Would you feel inclined to approach one of the parents and suggest a pic nic to the park ( just that parent and their children and you ) , that way you could possibly build up a relationship with the adult and be an extra supervisor - 3/4 kids isn't easy on your own - to get the kids into an open, safe play area. This might be something that they haven't even considered.

Urmstongran Mon 22-Jul-24 13:01:15

Guilty as charged. When ours were junior school age they ‘played out’ in our cul de sac for hours with their many friends. All kids from the two roads - one led into the other - no through traffic - so relatively safe. This would be the late 80’s. All of them as adults now, in their mid 40’s saying how wonderful their childhoods were. Carefree, no phones, iPads, PlayStations. Just ‘tennis’ (always once Wimbledon sparked an interest ‘where are the tennis balls mum?’), roller boots, ‘kerby’, cycling, hula hoops, hopscotch, ‘races’. About 20 children - I kid you not - of various ages and temperaments.

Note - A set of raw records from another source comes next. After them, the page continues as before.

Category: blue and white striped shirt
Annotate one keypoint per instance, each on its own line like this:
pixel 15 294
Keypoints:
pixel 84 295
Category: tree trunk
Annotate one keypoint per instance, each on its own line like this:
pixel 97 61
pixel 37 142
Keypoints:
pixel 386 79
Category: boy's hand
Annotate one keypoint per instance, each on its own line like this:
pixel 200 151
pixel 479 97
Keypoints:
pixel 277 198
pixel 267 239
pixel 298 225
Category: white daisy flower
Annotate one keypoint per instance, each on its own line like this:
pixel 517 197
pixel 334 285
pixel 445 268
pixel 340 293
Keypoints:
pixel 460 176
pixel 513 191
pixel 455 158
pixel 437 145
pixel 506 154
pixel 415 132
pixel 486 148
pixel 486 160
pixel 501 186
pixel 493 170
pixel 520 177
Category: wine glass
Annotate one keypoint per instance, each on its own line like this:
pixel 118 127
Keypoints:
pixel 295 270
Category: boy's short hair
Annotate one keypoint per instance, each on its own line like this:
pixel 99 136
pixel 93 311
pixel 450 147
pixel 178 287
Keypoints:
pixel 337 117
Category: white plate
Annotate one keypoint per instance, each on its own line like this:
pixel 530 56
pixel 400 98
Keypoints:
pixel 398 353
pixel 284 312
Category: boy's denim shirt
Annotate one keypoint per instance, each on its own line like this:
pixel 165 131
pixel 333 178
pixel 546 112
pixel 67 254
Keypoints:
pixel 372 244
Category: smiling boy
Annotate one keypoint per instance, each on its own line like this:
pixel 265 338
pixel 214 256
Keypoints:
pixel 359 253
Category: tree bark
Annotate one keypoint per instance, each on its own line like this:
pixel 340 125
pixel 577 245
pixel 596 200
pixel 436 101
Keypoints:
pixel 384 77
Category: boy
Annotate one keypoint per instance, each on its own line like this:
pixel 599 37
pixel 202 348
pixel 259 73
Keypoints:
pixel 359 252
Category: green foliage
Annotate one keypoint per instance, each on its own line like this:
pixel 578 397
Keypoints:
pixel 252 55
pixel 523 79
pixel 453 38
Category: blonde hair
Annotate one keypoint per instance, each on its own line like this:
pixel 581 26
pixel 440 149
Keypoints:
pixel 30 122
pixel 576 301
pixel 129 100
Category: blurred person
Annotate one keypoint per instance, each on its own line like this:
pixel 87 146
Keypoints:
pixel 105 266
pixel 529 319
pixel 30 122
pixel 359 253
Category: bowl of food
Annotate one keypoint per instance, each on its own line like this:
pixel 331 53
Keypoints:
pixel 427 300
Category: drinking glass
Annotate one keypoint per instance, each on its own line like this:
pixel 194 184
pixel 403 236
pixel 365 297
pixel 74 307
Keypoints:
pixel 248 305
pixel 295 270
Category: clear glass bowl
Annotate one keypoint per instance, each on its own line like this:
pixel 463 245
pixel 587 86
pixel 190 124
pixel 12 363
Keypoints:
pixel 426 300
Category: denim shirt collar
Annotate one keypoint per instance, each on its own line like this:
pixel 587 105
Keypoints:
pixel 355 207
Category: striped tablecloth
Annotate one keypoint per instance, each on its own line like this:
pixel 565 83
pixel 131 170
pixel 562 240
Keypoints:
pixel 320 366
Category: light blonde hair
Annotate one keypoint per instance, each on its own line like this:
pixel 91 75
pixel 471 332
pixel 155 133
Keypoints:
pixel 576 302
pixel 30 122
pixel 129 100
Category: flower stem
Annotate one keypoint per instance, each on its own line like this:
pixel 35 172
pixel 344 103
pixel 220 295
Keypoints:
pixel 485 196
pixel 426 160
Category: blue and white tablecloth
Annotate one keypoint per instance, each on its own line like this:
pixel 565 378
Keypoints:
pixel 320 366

Our poor, more elderly ‘retired’ neighbours. 😱

Septimia Mon 22-Jul-24 12:50:04

Gosh, I'd hate it, too, and I'm sorry you're struggling with it. Obviously things might improve as the children get older and outgrow playing in the street, but that's a long time to wait. There are plenty of holiday activities available for children but they might be expensive or unattractive to these youngsters.

Are there any things you can do to reduce the impact of the noise? I'm thinking of things like staying in the back of the house (make yourself comfortable there, though), using your garden early in the morning at this time of year, playing your favourite music (earbuds?), having an occasional day out for respite etc.

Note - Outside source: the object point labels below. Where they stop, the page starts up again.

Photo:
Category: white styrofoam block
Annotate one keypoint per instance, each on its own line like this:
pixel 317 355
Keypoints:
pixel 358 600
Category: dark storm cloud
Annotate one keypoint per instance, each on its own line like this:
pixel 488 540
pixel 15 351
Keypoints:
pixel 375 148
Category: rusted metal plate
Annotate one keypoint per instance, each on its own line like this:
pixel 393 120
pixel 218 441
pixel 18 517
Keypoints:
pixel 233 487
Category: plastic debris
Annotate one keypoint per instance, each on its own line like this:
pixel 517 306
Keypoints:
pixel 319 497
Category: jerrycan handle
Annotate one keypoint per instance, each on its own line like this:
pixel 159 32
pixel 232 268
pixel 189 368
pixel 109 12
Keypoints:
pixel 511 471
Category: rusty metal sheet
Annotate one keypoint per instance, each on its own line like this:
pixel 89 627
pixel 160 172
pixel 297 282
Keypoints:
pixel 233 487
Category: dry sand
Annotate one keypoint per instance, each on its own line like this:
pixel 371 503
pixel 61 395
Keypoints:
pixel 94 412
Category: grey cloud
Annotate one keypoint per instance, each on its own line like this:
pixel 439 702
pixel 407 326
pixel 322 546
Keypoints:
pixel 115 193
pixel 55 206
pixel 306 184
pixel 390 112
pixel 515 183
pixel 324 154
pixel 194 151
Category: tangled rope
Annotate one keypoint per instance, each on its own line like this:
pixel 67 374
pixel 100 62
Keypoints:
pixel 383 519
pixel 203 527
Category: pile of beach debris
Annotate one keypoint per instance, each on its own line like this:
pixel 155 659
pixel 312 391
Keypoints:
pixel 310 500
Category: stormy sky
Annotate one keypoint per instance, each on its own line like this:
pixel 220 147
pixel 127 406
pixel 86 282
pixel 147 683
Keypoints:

I know none of those things make the noise go away but a strategy for coping might make the situation a little less stressful.

Coronation Mon 22-Jul-24 12:47:17

I'd hate that too. The noise is different to happy kids playing outside. The kids are screaming as it's likely that's all they hear indoors so to them screaming it's normal.

Life is hard enough with anxiety and depression, you don't need this stress of noisy kids.

Kiri Mon 22-Jul-24 12:27:40

There are 3 separate families in my neighbourhood and my neighbourhood is classed as a quiet road, but unfortunately there are 3 houses which have 3 to 4 children each and the parents do not care how they are raised. The parents obviously get bored of them or can't be bothered to look after them and they send them out in the road and it would be ok if they played nicely, but they do not and they scream and fight all day and I am not exaggerating. It will be from 8am to 9pm, the ages range from 5 to 13 with no supervision for the young ones. We live near many parks as this is a small suburban town in Hertfordshire and the parents cannot be bothered to take them to any of these places, even though they are free, so that they can play and have fun. They are also not the type of people you can speak to in a diplomatic way, you will just get sworn at or abused. What is also bad is that they do not play outside their own homes but outside our homes. I suffer from anxiety and depression and I dread next week. I could easily just end it as I cannot cope, even though I am taking medication. I know to some people who do not suffer from depression and anxiety would probably think just get on with it, but it is easily said than done.